Въ то время, какъ мы, передовые россіяне ХХ-го вѣка, жуемъ и пережевываемъ вопросъ о женскомъ политическомъ равноправіи, съ тѣмъ, чтобы, въ конечномъ результатѣ жеванія, выплюнуть постыдное «нѣтъ», – нравы милаго отечества нашего весьма замѣтно и увѣренно пятятся къ вѣку Х-му: къ древлянской патріархальности, которая умыкала женъ y воды, жила обычаемъ звѣринымъ и срамословила предъ матерями и снохами своими. Тонъ этому восхитительному попятному движенію общественнаго темперамента дали, конечно, безстыдства разнузданныхъ хулигановъ, на службѣ y погромной политики, воинствующей подъ знаменемъ «Все позволено». Пресловутое паломничество черной сотни за оптовою индульгенціей отъ іерусалимскаго патріарха сѣло на мель. Но оно, собственно говоря, и не нужно было, – лишняя роскошь. Они, паломники эти, давнымъ-давно само себѣ все позволили. Сейчасъ по Руси мечется, будто стая бѣшеныхъ волковъ, не одна сотня, быть можетъ, даже не одна тысяча, сполоумленныхъ проклятымъ девизомъ этихъ человѣкоподобньтхъ павіановъ – Карамазовыхъ, которымъ карамазовщину прививаетъ политика не только ласкательной и заигрывающей, но даже взяточной безнаказанности. Все позволено, – лишь бы «мѣткій твой кистень» пребылъ съ нами во всѣ дни, всегда наготовѣ засвистать надъ враждебнымъ станомъ «погибающихъ за великое дѣло любви»! Россія переживаетъ сейчасъ времена, очень похожія на тѣ, когда по Италіи бродили стада двуногаго сброда, которыя народъ выразительно называлъ «сволочью Бурбона». Встрѣча съ сими человѣкообразными несла для мужчины грабежъ и смерть или увѣчье, a для женщины – непремѣнное изнасилованіе.
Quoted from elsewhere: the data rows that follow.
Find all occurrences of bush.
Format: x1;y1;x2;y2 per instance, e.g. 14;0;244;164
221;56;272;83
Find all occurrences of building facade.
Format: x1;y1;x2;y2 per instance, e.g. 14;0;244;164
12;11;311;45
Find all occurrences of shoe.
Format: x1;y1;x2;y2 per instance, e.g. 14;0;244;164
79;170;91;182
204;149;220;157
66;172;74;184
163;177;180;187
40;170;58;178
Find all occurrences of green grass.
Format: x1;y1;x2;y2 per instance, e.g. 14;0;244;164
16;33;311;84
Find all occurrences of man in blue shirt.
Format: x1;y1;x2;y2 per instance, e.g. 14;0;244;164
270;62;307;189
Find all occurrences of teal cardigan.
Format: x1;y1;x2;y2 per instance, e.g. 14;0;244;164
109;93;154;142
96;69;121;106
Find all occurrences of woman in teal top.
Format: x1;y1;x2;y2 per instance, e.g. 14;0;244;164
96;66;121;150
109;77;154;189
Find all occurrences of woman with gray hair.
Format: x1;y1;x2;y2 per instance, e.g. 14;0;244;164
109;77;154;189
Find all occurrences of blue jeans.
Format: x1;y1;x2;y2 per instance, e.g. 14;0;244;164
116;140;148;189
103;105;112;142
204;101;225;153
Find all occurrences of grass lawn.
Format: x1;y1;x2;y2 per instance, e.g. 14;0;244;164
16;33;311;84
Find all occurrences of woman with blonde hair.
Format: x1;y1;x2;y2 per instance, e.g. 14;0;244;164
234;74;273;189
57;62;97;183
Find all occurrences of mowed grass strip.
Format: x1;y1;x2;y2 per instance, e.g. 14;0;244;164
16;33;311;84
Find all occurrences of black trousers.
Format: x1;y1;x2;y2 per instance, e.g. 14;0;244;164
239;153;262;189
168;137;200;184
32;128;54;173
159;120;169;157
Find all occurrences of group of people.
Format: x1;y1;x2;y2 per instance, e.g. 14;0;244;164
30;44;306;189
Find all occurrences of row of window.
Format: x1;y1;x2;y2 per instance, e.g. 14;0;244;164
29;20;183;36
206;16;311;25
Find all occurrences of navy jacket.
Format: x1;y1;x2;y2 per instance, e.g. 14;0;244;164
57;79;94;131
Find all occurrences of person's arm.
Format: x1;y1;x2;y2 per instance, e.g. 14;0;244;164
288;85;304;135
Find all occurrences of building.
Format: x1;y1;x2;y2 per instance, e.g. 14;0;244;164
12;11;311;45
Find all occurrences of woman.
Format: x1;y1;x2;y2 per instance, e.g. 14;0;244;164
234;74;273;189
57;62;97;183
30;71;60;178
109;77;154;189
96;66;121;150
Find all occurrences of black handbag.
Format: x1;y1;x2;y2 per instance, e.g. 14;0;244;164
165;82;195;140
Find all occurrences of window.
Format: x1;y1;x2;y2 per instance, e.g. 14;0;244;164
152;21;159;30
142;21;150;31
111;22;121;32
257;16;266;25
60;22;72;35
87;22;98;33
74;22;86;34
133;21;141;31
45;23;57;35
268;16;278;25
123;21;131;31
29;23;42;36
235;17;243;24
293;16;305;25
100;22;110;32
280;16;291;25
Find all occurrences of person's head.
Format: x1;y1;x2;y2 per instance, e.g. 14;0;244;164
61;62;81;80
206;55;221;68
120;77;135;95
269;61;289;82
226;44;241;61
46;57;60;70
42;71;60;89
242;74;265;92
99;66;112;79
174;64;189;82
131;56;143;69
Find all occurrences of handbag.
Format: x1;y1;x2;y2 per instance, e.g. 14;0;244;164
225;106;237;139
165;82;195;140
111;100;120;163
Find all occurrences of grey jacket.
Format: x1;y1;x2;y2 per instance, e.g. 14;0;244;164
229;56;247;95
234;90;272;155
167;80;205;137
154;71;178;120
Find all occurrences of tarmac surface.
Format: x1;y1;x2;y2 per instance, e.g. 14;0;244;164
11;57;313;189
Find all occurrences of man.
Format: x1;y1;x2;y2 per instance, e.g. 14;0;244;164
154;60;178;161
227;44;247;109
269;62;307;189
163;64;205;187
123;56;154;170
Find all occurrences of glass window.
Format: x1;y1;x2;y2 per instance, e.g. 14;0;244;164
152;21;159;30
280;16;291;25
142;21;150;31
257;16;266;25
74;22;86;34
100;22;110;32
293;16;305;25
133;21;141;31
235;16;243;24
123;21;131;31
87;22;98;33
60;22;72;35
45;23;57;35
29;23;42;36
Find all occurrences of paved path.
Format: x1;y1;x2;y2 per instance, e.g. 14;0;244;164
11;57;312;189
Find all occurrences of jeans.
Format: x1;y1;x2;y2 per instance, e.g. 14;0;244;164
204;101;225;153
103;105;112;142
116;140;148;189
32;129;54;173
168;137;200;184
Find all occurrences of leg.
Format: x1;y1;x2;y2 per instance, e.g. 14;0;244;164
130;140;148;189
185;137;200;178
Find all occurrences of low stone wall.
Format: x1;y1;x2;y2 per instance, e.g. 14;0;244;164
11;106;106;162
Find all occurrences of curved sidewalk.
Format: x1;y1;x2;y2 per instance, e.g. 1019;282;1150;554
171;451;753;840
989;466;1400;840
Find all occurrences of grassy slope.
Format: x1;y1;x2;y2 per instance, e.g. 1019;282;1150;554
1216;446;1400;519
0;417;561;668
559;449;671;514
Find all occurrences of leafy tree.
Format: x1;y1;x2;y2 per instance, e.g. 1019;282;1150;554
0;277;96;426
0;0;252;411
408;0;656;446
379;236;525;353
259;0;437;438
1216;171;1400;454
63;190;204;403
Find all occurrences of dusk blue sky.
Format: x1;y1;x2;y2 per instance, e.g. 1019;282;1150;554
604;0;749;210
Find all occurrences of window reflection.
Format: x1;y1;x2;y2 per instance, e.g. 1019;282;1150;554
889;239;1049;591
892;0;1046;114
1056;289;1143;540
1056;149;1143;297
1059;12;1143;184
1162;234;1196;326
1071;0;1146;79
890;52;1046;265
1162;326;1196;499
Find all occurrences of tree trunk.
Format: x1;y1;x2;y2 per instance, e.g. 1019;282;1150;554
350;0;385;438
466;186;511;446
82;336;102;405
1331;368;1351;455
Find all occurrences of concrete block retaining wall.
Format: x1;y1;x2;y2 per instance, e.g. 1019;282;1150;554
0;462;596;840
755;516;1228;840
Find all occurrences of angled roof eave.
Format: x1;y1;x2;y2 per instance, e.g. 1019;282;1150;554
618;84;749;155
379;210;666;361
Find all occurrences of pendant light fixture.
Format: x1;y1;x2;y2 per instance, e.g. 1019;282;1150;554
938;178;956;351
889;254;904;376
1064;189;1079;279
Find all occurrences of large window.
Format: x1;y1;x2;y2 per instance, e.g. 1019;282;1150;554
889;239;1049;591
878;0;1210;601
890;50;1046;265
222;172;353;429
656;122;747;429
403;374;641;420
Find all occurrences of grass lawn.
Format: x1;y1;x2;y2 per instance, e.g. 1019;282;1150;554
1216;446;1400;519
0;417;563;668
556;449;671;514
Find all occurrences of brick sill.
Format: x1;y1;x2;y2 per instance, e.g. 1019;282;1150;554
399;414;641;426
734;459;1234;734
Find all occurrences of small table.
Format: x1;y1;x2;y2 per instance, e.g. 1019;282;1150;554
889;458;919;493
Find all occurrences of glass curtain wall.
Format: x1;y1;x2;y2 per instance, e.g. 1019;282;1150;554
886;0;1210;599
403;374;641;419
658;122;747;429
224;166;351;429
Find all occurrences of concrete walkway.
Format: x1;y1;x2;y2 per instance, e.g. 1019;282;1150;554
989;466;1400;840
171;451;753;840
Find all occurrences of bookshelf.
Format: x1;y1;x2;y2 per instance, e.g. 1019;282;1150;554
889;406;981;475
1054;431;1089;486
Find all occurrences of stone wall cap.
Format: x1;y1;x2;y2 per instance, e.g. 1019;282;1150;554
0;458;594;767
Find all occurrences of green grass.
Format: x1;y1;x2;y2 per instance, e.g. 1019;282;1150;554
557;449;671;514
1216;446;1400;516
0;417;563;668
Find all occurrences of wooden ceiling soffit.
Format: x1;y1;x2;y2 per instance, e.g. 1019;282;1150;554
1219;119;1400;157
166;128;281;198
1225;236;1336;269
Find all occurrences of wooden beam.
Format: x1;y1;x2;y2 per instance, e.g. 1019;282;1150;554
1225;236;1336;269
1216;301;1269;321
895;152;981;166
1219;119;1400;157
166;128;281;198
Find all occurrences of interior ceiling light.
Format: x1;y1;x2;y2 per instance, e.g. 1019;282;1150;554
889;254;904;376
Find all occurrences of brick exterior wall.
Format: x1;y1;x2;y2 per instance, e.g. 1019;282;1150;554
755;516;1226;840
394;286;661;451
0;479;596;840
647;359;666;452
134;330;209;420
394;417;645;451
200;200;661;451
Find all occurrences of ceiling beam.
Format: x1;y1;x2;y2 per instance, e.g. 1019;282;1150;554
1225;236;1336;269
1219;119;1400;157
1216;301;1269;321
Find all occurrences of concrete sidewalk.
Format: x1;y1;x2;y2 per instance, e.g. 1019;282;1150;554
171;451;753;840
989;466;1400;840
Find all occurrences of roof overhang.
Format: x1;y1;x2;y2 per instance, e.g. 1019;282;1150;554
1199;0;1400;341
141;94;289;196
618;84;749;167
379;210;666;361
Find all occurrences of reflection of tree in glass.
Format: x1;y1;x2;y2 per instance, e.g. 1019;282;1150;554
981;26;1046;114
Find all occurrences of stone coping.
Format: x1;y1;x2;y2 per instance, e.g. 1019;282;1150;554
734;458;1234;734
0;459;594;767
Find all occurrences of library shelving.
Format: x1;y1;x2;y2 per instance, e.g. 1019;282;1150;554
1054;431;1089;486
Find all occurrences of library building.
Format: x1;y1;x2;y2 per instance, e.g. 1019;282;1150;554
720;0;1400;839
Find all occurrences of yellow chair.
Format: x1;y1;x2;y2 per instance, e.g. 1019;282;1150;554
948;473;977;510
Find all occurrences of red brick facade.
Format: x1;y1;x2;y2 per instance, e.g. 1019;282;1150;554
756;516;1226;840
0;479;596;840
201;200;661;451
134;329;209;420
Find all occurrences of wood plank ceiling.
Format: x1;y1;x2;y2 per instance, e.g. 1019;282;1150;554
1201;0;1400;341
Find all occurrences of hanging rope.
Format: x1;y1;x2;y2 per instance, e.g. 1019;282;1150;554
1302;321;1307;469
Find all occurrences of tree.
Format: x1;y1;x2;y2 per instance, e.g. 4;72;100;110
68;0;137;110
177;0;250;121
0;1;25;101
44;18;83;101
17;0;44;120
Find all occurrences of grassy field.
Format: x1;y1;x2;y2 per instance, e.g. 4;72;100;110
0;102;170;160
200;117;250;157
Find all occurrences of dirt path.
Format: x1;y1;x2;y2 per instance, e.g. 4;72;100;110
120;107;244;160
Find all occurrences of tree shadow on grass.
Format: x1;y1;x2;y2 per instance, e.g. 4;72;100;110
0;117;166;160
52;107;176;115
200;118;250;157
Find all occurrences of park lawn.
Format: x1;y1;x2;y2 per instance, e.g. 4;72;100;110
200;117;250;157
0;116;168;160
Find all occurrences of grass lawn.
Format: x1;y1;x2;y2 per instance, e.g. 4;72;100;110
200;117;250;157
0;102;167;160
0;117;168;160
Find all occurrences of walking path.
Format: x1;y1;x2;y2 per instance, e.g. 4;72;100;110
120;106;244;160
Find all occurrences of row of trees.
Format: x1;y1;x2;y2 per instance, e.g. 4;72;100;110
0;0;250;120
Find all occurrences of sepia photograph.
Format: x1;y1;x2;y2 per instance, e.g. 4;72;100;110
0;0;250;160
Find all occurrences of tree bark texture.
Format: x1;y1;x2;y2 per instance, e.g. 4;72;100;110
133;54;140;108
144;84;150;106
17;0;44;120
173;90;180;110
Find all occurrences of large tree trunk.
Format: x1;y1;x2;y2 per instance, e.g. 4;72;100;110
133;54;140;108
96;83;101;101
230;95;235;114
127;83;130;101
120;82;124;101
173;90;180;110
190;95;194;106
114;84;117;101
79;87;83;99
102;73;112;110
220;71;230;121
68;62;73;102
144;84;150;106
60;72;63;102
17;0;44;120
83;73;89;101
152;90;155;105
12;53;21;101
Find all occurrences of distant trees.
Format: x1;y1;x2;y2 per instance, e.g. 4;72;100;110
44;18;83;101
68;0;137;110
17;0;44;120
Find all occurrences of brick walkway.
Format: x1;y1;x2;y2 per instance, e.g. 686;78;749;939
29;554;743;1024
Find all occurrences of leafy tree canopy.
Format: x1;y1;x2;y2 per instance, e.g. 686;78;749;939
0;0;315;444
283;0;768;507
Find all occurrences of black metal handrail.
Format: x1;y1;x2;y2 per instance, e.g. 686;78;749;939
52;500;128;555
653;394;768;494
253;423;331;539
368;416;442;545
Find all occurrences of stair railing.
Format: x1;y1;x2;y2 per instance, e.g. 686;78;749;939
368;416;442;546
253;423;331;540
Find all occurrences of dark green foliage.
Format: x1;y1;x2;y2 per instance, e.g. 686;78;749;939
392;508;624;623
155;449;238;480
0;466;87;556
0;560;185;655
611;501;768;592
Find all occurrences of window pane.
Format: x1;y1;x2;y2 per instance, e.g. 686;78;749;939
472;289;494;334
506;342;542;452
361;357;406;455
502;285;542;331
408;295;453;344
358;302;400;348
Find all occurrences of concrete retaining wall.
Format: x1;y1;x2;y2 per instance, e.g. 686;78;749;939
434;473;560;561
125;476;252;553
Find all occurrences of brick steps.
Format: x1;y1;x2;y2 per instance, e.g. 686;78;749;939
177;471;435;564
И на нихъ не было никакого суда – ни человѣческаго, ни божескаго. Потому что re Bomba авансировалъ имъ уголовную амнистію, a папа Пій IX отпущеніе грѣховъ прошлыхъ, настоящихъ и будущихъ. При всей своей гуманности, при всемъ своемъ отвращеніи къ пролитію крови, Гарибальди разстрѣливалъ «сволочь Бурбона», именно какъ бѣшеныхъ волковъ.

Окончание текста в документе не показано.